Delegates have the following properties:

• Delegates are similar to C++ function pointers, but delegates are fully object-oriented, and unlike C++ pointers to member functions, delegates encapsulate both an object instance and a method.

• Delegates allow methods to be passed as parameters.

• Delegates can be used to define callback methods.

• Delegates can be chained together; for example, multiple methods can be called on a single event.

• Methods do not have to match the delegate type exactly.

• C# version 2.0 introduced the concept of Anonymous Methods, which allow code blocks to be passed as parameters in place of a separately defined method. C# 3.0 introduced lambda expressions as a more concise way of writing inline code blocks. Both anonymous methods and lambda expressions (in certain contexts) are compiled to delegate types. Together, these features are now known as anonymous functions. For more information about lambda expressions, see Anonymous Functions.

class Stack<T>
{
    T[] items;
    int index;

    public delegate void StackDelegate(T[] items);
}

private static void DoWork(float[] items) { }

public static void TestStack()
{
    Stack<float> s = new Stack<float>();
    Stack<float>.StackDelegate d = DoWork;
}

Delegates are the basis for Events.

Events

Events enable a class or object to notify other classes or objects when something of interest occurs. The class that sends (or raises) the event is called the publisher and the classes that receive (or handle) the event are called subscribers.
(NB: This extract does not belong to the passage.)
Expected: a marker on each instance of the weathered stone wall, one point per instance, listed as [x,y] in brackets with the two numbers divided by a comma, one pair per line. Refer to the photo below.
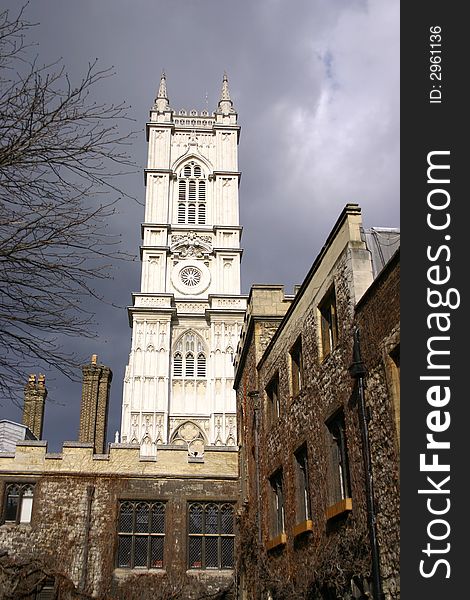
[322,561]
[57,532]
Events have the following properties:

• The publisher determines when an event is raised; the subscribers determine what action is taken in response to the event.

• An event can have multiple subscribers. A subscriber can handle multiple events from multiple publishers.

• Events that have no subscribers are never raised.

• Events are typically used to signal user actions such as button clicks or menu selections in graphical user interfaces.

• When an event has multiple subscribers, the event handlers are invoked synchronously when an event is raised.

• In the .NET Framework class library, events are based on the EventHandler delegate and the EventArgs base class.

public class SampleEventArgs
{
    public SampleEventArgs(string s) { Text = s; }
    public String Text { get; } // readonly
}

public class Publisher
{
    // Declare the delegate (if using non-generic pattern).
    public delegate void SampleEventHandler(object sender, SampleEventArgs e);

    // Declare the event.
    public event SampleEventHandler SampleEvent;

    // Wrap the event in a protected virtual method
    // to enable derived classes to raise the event.
    protected virtual void RaiseSampleEvent()
    {
        // Raise the event by using the () operator.
        if (SampleEvent != null)
            SampleEvent(this, new SampleEventArgs("Hello"));
    }
}

public class Subscriber
{
    public void Subscribe(Publisher publisher)
    {
        publisher.SampleEvent += SampleEventHandler;
    }
    
    private void SampleEventHandler(object sender, SampleEventArgs e)
    {
        Console.WriteLine(e.Text);
    }
}

Lambdas

A lambda expression is a block of code (an expression or a statement block) that is treated as an object. It can be passed as an argument to methods, and it can also be returned by method calls. Lambda expressions are used extensively for:

• Passing the code that is to be executed to asynchronous methods, such as Task.Run(Action).
• Writing LINQ query expressions.
• Creating expression trees.

A lambda expression uses =>, the lambda declaration operator, to separate the lambda's parameter list from its executable code. To create a lambda expression, you specify input parameters (if any) on the left side of the lambda operator, and you put the expression or statement block on the other side. For example, the single-line lambda expression x => x * x specifies a parameter that’s named x and returns the value of x squared. You can assign this expression to a delegate type, as the following example shows:

Func<int, int> square = x => x * x;
Console.WriteLine(square(5));
// Output:
// 25

You also can assign a lambda expression to an expression tree type:

System.Linq.Expressions.Expression<Func<int, int>> e = x => x * x;
Console.WriteLine(e);
// Output:
// x => (x * x)

Or you can pass it directly as a method argument:

int[] numbers = { 2, 3, 4, 5 };
var squaredNumbers = numbers.Select(x => x * x);
Console.WriteLine(string.Join(" ", squaredNumbers));
// Output:
// 4 9 16 25

Expression lambdas

A lambda expression with an expression on the right side of the => operator is called an expression lambda. xpression lambdas are used extensively in the construction of expression trees. An expression lambda returns the result of the expression and takes the following basic form:

(input-parameters) => expression

The parentheses are optional only if the lambda has one input parameter; otherwise they are required.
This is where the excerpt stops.